With all the new colleges being founded, there were not enough qualified faculty. Even if American colleges were to wait for future graduating classes from American institutions, it would take a long time to make up the deficit. The solution was to hire European faculty and to send American candidates to the European universities. Especially favored were the high reputation universities of Germany, where extreme religious liberalism and skepticism, evolutionary socialism, and ethnocentric identity politics (J. G. Herder) were already rampant. It would be through this avenue that modern religious liberalism would enter American denominations (and as it had previously done in Europe cause many church splits) and it would be through this avenue that the ideas that eventually became American Progressivism would come.

But a movement as strong as American Progressivism would need more than ivory tower intellectuals to bring about its spread. The ideas, like seeds, needed fertile ground. America in the late 19th century was definitely fertile ground.

Americans believed in technological progress. After all, they lived in a land where technological inventions were almost monthly improving the quality of life. Social democrats would quickly realize that for their ideas to be accepted they could not be labeled “socialist.” The term “Progressive” would not only be more palatable, it would also fit in better with their Enlightenment inspired views of human nature and its mutability. Many Americans felt drawn to progressivism because it seemed to agree with their vision of a better future fueled by technological advance.

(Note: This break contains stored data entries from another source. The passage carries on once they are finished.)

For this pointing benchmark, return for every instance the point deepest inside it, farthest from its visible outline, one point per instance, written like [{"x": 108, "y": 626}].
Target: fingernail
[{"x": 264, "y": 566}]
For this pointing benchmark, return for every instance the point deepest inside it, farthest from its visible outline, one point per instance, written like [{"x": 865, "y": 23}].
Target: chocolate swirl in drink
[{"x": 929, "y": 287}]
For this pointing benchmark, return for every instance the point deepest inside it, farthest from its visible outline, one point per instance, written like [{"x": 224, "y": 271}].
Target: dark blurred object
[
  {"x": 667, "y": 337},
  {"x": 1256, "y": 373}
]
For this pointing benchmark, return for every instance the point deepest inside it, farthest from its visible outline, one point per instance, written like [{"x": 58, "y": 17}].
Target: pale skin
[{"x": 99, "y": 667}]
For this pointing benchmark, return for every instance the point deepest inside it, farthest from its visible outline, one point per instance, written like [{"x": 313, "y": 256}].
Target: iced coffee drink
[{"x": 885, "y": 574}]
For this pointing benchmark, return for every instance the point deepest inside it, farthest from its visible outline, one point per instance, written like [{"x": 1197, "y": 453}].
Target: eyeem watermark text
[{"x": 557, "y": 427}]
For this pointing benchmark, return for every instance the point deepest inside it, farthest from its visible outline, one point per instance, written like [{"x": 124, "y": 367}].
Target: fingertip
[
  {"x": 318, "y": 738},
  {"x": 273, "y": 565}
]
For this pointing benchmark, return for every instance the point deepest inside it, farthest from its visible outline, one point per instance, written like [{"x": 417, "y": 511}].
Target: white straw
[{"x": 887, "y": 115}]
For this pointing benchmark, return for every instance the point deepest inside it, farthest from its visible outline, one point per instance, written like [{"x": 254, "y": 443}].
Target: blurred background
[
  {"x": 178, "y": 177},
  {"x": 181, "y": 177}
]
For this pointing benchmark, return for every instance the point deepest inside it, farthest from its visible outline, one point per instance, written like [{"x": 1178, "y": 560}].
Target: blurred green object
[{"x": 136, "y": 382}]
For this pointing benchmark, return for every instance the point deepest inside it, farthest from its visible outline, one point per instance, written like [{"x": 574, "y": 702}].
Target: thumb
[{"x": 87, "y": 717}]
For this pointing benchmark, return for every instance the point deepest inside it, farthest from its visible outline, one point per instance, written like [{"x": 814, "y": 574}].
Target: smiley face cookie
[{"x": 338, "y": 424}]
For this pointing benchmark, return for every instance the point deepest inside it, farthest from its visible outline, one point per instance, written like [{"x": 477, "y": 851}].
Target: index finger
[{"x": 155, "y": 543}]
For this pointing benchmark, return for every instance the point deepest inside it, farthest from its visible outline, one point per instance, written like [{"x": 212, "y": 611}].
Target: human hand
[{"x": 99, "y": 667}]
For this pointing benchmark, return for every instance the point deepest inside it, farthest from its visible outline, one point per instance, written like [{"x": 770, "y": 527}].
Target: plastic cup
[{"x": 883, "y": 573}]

Another factor that prepared the way for progressivism was the lag that always occurs in the rise of living standards for the working class and for agriculturalists during the early phases of an industrial boom. Living standards rise first for the upper and middle classes and only later for those further down the economic chain. Among a literate people, and Americans had the highest literacy rate at the time, such a situation causes many people to assume that somehow others’ advances have come at their expense. Something socialists are always quick to take advantage of, since class envy is often the most successful tool for advancing their agenda in democratic societies.

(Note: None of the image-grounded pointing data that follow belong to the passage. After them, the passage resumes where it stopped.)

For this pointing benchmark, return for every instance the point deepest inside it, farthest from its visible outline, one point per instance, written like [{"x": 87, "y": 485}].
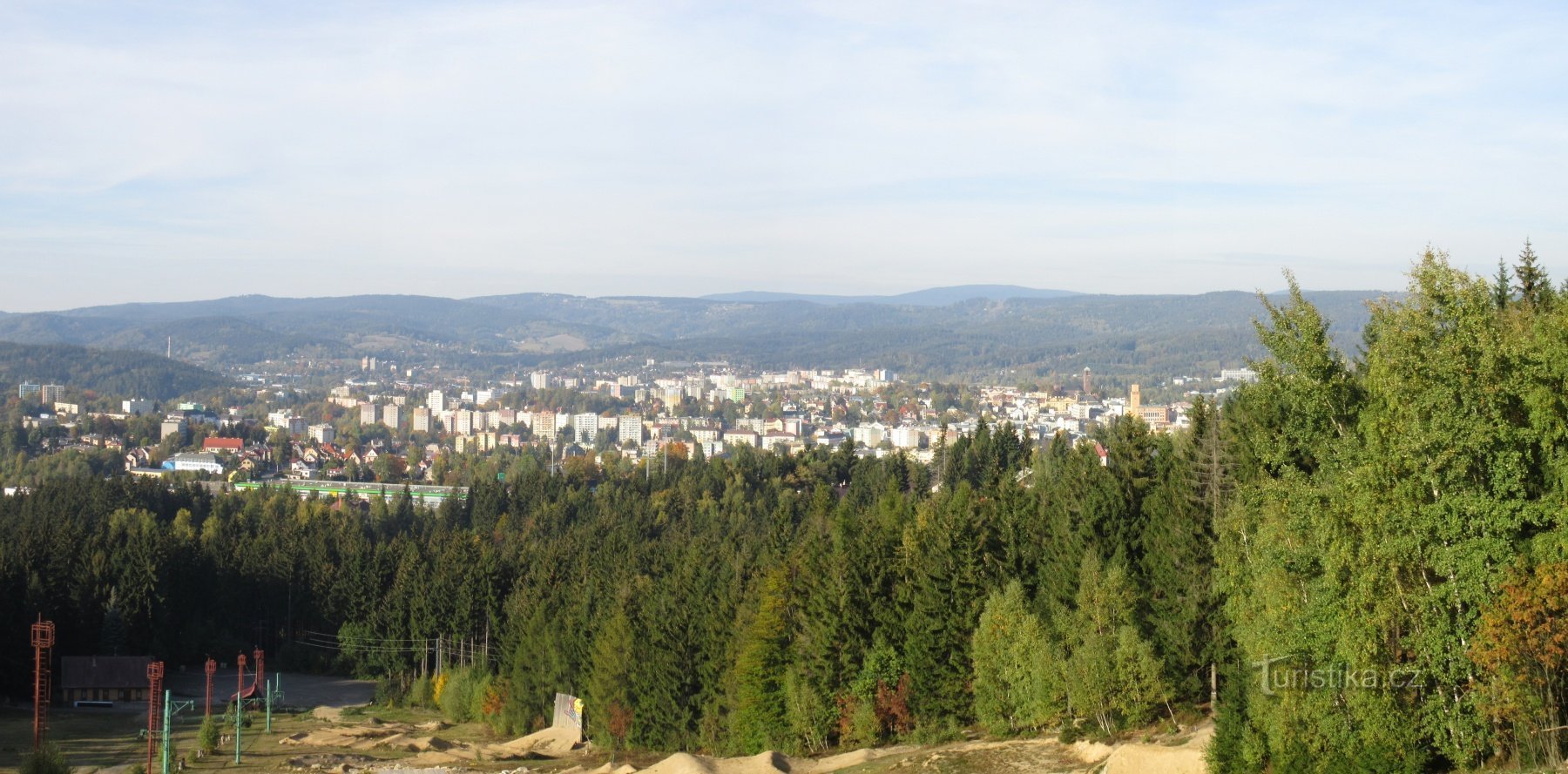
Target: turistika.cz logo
[{"x": 1274, "y": 677}]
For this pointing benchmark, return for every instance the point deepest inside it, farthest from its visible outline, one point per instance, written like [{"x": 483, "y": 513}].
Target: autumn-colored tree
[{"x": 1523, "y": 648}]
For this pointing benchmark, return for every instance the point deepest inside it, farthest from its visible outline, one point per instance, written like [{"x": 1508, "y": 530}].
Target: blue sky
[{"x": 172, "y": 151}]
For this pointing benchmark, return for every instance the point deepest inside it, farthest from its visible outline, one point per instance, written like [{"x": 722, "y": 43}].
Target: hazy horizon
[
  {"x": 165, "y": 152},
  {"x": 706, "y": 297}
]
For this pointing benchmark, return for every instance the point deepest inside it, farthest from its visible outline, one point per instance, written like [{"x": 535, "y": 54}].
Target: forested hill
[
  {"x": 107, "y": 372},
  {"x": 921, "y": 334},
  {"x": 1388, "y": 538}
]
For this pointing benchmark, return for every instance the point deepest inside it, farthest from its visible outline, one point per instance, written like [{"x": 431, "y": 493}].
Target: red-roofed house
[{"x": 229, "y": 445}]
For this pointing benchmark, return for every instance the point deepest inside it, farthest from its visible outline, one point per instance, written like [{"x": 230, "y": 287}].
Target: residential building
[
  {"x": 629, "y": 427},
  {"x": 223, "y": 445},
  {"x": 736, "y": 437},
  {"x": 193, "y": 461},
  {"x": 585, "y": 427},
  {"x": 421, "y": 421},
  {"x": 543, "y": 425},
  {"x": 907, "y": 437},
  {"x": 104, "y": 679}
]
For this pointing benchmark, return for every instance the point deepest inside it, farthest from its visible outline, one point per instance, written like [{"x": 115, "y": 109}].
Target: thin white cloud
[{"x": 456, "y": 149}]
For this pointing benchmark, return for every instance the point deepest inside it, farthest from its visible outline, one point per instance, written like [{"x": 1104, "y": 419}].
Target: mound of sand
[
  {"x": 1090, "y": 750},
  {"x": 846, "y": 758},
  {"x": 551, "y": 742},
  {"x": 768, "y": 762},
  {"x": 1146, "y": 758},
  {"x": 681, "y": 764}
]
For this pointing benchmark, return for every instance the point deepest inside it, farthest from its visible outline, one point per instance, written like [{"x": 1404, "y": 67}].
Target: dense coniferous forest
[{"x": 1385, "y": 531}]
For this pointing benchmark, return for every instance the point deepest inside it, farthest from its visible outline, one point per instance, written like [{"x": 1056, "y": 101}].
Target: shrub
[
  {"x": 207, "y": 737},
  {"x": 417, "y": 693},
  {"x": 47, "y": 760}
]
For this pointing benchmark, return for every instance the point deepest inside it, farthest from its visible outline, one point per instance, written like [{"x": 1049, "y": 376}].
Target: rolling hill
[
  {"x": 1052, "y": 336},
  {"x": 107, "y": 372}
]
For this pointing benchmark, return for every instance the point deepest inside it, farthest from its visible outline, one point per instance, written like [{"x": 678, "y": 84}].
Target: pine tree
[
  {"x": 1018, "y": 677},
  {"x": 1501, "y": 290},
  {"x": 1531, "y": 278},
  {"x": 758, "y": 719},
  {"x": 609, "y": 697}
]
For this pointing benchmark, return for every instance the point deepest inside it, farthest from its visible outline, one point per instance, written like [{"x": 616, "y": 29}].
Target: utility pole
[
  {"x": 212, "y": 670},
  {"x": 239, "y": 707},
  {"x": 166, "y": 696}
]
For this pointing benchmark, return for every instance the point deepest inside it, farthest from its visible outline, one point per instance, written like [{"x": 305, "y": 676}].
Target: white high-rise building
[
  {"x": 585, "y": 427},
  {"x": 629, "y": 428}
]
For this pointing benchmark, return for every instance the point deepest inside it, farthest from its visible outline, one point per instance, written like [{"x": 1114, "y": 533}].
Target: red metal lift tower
[
  {"x": 212, "y": 670},
  {"x": 43, "y": 641},
  {"x": 154, "y": 710}
]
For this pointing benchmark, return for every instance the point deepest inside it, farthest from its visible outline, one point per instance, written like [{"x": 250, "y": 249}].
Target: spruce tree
[{"x": 1531, "y": 278}]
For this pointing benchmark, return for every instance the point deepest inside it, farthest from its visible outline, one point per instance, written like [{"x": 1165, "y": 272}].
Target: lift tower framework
[{"x": 43, "y": 643}]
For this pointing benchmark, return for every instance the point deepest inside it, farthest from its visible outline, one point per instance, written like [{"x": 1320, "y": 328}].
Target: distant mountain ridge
[
  {"x": 107, "y": 372},
  {"x": 1052, "y": 336},
  {"x": 921, "y": 298}
]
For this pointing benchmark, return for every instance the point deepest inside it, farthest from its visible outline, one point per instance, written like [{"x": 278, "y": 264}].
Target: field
[{"x": 329, "y": 727}]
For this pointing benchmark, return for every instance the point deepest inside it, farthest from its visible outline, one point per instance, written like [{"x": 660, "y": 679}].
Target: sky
[{"x": 180, "y": 151}]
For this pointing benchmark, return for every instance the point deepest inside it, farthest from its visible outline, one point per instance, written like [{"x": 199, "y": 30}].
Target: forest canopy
[{"x": 1385, "y": 531}]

Progressives got a further opportunity because of a new solution to an old American government problem. Late 19th century presidents had a growing burden. The spoils system, whereby the party in power gave all government jobs to party loyalists, had created a presidential nightmare. Presidents seemed to spend half their administrations just making appointments. Every position of postmaster, for example, required a presidential appointment. The paperwork was overwhelming. The solution proposed was the Pendleton Act. This act began our current civil service system. While these new professional bureaucrats would make for more government agency consistency through the years, they would also be insulated from the political process. The new civil service would be the ideal tool for Progressivism.

These conditions would make the rise of American Progressivism possible. Next time, I will show what political tools progressives used to gain power and then how progressives held on to and used power to try to achieve their goals. I will then speculate on why they have not succeeded and now face a growing challenge.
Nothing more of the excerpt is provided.